KWHLAQ Chart
readingwritingcommunicationmainindividuallow prep30-45 min
An extended KWL with three extra columns for deeper inquiry: K (Know), W (Want to know), H (How will I find out), L (Learned), A (Action — what will I do with what I learned), Q (New questions). Turns reading into research-like inquiry.
The Chart
| K | W | H | L | A | Q |
|---|---|---|---|---|---|
| What I Know | What I Want to know | How will I find out? | What I've Learned | Action: what will I do? | New Questions I have |
Procedure
- Distribute the chart (or draw it). Topic goes at the top.
- Before the reading/lesson:
- K column: everything you already know about the topic.
- W column: questions you want answered.
- H column: how you plan to find answers (read the text? interview someone? search online?).
- Engage with the content (read, listen, watch, research).
- After:
- L column: what you learned. Match to your W questions where possible.
- A column: what will you do with this new knowledge? (write about it, share it, change a behaviour)
- Q column: new questions this has raised.
- Share with a partner. Compare A and Q columns — these are the productive parts.
Why It Works
- Beyond passive learning: the A column forces "so what?" — knowledge has to go somewhere.
- Inquiry continues after the text: Q column shows that learning doesn't end; it branches.
- Metacognitive discipline: students track what they thought, found out, and now wonder.
- Project-based fit: excellent for CLIL, EAP, research-writing preparation.
When to Use
- Research units: long-term projects where the chart tracks inquiry over weeks.
- Content-rich lessons (CLIL, EAP): history, science, current affairs.

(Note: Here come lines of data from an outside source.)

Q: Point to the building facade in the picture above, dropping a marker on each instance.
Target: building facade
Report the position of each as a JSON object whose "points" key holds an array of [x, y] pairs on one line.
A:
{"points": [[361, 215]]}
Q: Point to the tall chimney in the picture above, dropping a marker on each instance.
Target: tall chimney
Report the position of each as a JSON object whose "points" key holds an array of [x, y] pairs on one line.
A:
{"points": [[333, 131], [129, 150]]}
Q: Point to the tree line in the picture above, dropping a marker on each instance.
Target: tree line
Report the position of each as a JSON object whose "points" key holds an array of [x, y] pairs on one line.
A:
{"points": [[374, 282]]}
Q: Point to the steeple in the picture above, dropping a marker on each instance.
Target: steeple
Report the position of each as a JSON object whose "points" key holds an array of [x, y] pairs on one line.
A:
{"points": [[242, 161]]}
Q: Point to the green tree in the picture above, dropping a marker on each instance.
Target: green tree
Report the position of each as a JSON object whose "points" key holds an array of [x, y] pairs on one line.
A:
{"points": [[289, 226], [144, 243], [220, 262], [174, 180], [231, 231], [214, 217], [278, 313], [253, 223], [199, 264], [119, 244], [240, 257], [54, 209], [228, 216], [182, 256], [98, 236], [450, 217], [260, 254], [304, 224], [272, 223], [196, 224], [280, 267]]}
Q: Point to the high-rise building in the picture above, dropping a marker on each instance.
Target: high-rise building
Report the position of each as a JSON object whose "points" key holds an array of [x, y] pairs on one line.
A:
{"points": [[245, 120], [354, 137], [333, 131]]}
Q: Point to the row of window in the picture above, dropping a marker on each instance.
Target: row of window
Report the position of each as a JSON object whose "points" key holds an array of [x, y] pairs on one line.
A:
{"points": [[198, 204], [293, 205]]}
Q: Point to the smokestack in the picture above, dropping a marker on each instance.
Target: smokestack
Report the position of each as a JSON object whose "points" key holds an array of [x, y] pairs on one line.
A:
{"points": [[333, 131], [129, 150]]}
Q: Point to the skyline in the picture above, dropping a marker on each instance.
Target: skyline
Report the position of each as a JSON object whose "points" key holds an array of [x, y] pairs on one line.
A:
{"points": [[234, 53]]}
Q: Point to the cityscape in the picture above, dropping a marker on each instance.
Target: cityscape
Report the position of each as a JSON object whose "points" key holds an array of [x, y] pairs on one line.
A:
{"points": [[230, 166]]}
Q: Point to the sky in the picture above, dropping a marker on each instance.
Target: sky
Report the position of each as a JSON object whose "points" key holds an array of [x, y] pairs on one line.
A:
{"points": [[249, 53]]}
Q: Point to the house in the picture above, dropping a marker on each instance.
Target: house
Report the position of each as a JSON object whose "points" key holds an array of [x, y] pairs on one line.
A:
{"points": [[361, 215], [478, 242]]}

- Reading units on non-fiction texts.
- Self-directed learning projects.
- Not for quick vocabulary lessons — overkill.
Variations
- Class KWHLAQ: on the wall, built up together across a unit. Each student adds sticky notes.
- Rotating Q: a student's Q from last week becomes next week's W.
- Digital KWHLAQ: Google Doc or Notion template; easy to share and review.
- Partial chart first: do K-W-H before the content. Pause. Do L-A-Q after.
Tips
- H is where planning lives. Teach students to be specific: not "I'll research" but "I'll read chapter 3 and interview my aunt who lived through this."
- A column is the growth column. Don't let students default to "I'll remember it." Push for action: write, teach, share, change.
- The Q column is the power column. Good questions at the end mean real learning has happened.
Source
Ogle, D. (1986) K-W-L: A teaching model that develops active reading of expository text. The Reading Teacher. Ryan, T. (2004) KWHLAQ extension — extended in inquiry-based learning curricula.